The man’s own clothes might have been natty once, long ago, in their own way. There was a faded sweater — purple and black horizontal stripes — over which there was a very old, perhaps once stylish full-length leather jacket. It hung about him like a droopy black second skin, which was an unfortunate way of thinking of it. The clothes looked anciently lived-in.

He rolled up his own crisp white sleeves. He walked round to the gully. There were some convenient small stream-washed rocks and he jammed a few against the stricken front wheel. He surreptitiously checked, as if trained for it, the front of the car — for dents, for possible bits of deer. There were none. That is, there were many dents, but they were old.

He walked back. He now felt, if it was only fleetingly, in charge, as if the man had become his appointed junior.

‘Okay.’ They crouched. ‘You have a hold? On “three” then.’

‘You give the word, skip.’

The man seemed calmer, less disoriented — if that was the proper diagnosis — even appreciative and submissive. The mere fact of doing together what couldn’t have been done by one man alone seemed to have put everything into a complete and, if just for a moment, composed perspective.

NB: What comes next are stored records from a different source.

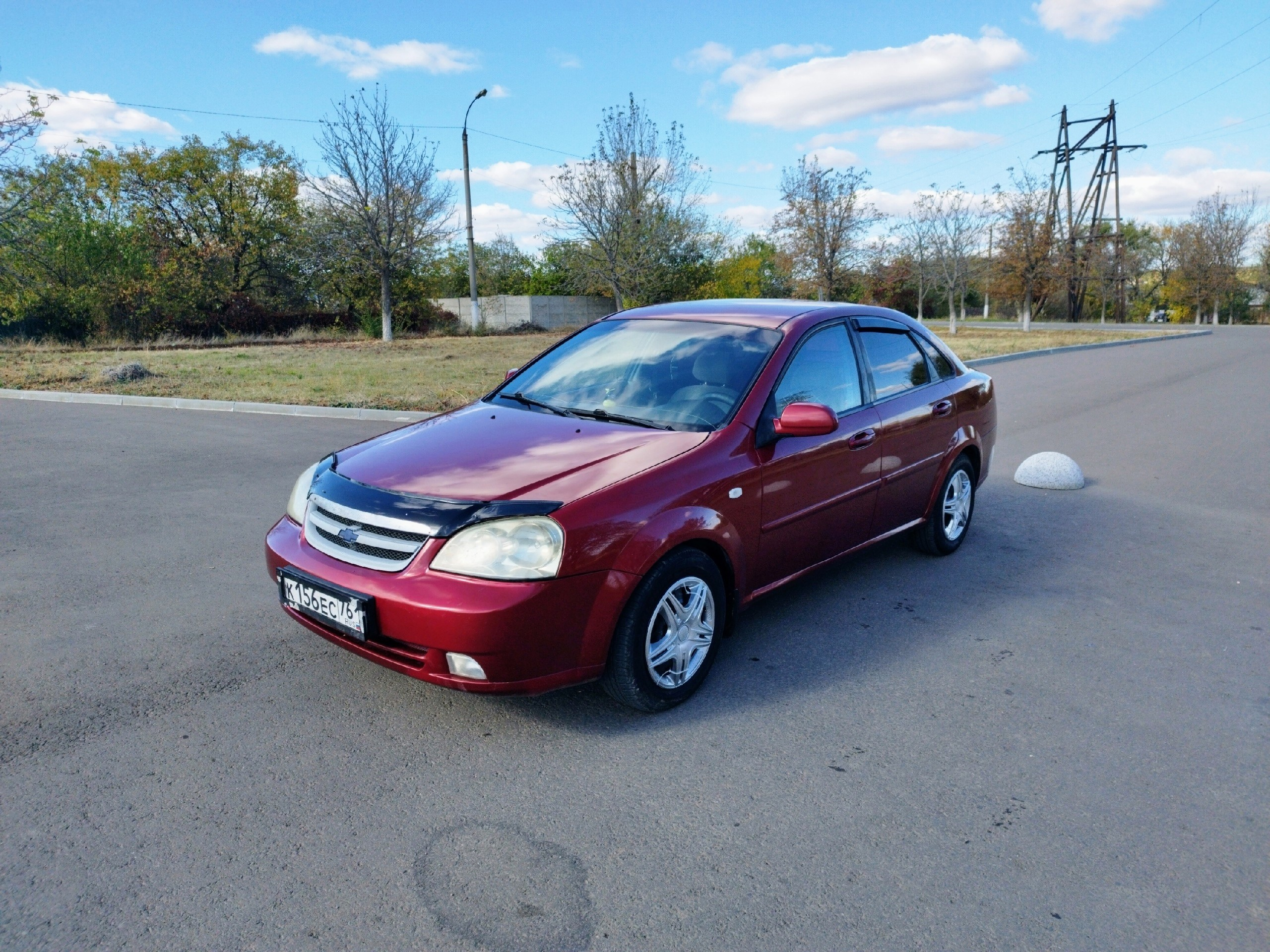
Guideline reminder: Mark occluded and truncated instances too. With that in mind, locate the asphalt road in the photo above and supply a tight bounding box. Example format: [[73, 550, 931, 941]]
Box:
[[0, 327, 1270, 952]]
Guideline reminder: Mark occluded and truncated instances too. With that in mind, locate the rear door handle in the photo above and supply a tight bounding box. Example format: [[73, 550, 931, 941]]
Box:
[[847, 426, 878, 449]]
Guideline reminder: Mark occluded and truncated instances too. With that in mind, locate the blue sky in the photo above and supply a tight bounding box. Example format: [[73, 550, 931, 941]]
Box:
[[0, 0, 1270, 246]]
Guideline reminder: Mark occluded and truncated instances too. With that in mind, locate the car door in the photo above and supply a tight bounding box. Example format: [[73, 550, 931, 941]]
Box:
[[756, 322, 879, 588], [855, 317, 957, 536]]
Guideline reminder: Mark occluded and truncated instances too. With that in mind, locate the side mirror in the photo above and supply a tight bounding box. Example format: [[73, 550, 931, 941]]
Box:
[[773, 404, 838, 437]]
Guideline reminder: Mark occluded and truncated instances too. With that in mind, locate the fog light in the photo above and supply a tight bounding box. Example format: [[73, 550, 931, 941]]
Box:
[[446, 651, 485, 680]]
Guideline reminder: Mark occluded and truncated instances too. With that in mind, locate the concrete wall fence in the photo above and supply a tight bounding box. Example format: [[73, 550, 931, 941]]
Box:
[[433, 295, 613, 330]]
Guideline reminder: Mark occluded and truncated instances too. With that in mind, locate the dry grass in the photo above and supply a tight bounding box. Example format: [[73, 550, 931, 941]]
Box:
[[0, 325, 1189, 410], [927, 321, 1181, 360]]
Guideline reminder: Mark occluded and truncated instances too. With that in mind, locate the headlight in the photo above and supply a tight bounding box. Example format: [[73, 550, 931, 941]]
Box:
[[287, 461, 321, 526], [431, 515, 564, 580]]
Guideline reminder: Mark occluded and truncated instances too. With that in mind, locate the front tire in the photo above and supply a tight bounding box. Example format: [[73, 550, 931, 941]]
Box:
[[912, 456, 975, 555], [601, 548, 728, 714]]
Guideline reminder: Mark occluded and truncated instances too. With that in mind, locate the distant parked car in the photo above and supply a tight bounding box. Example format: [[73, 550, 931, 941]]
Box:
[[267, 301, 997, 711]]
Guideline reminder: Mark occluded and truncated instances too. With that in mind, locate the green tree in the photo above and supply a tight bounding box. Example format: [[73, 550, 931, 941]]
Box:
[[551, 95, 720, 308], [696, 235, 794, 298]]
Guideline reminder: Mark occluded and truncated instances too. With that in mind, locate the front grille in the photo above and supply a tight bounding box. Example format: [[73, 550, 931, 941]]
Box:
[[305, 494, 429, 573], [315, 508, 431, 542]]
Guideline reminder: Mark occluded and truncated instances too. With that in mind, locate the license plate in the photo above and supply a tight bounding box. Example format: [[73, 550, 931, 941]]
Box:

Around them was Exmoor being slowly unveiled by the dawn. Except for a few sparse, travelling lights in the distance on the main road up ahead, they were alone in the landscape. There was a tiny, seemingly stationary light in the further distance. It was the light of a ship in the Bristol Channel. It would be in the station’s log.

‘One — two— three !’

It was simply achieved. A heave, an instinctive sideways thrust to the right. The back wheel was returned safely to the tarmac. The boot can’t have contained anything heavy. No dead deer, for example.

‘Fookin’ champion!’

What was it about these voices — both of them? But the man seemed genuinely elated, as if wizardry had just occurred.

‘You have to reverse her out yet.’

Again he’d said ‘her’. They both went to the front. While the man got in and turned the ignition, he continued to the nearside front wing. In another situation he might have said, ‘ Reverse , and gently.’ Fortunately, his own car — engine off and lights on — was parked at a comfortable distance.

There was no difficulty. There was a slight skittering, but the gully wasn’t deep and the back wheels hauled the car entirely onto the road again. His own bit of effort on the front bumper was almost superfluous. He looked at his watch. Five minutes had passed. The man cut his engine, yanking on the handbrake, and the sudden returning silence made the brief grinding of reverse gear seem almost like some effrontery.

The man got out.

‘Fookin’ champion!’

He came forward, hand extended. Like everything else about him, the extended hand was like an act, it was like something not quite as it should be. But he took it and shook it.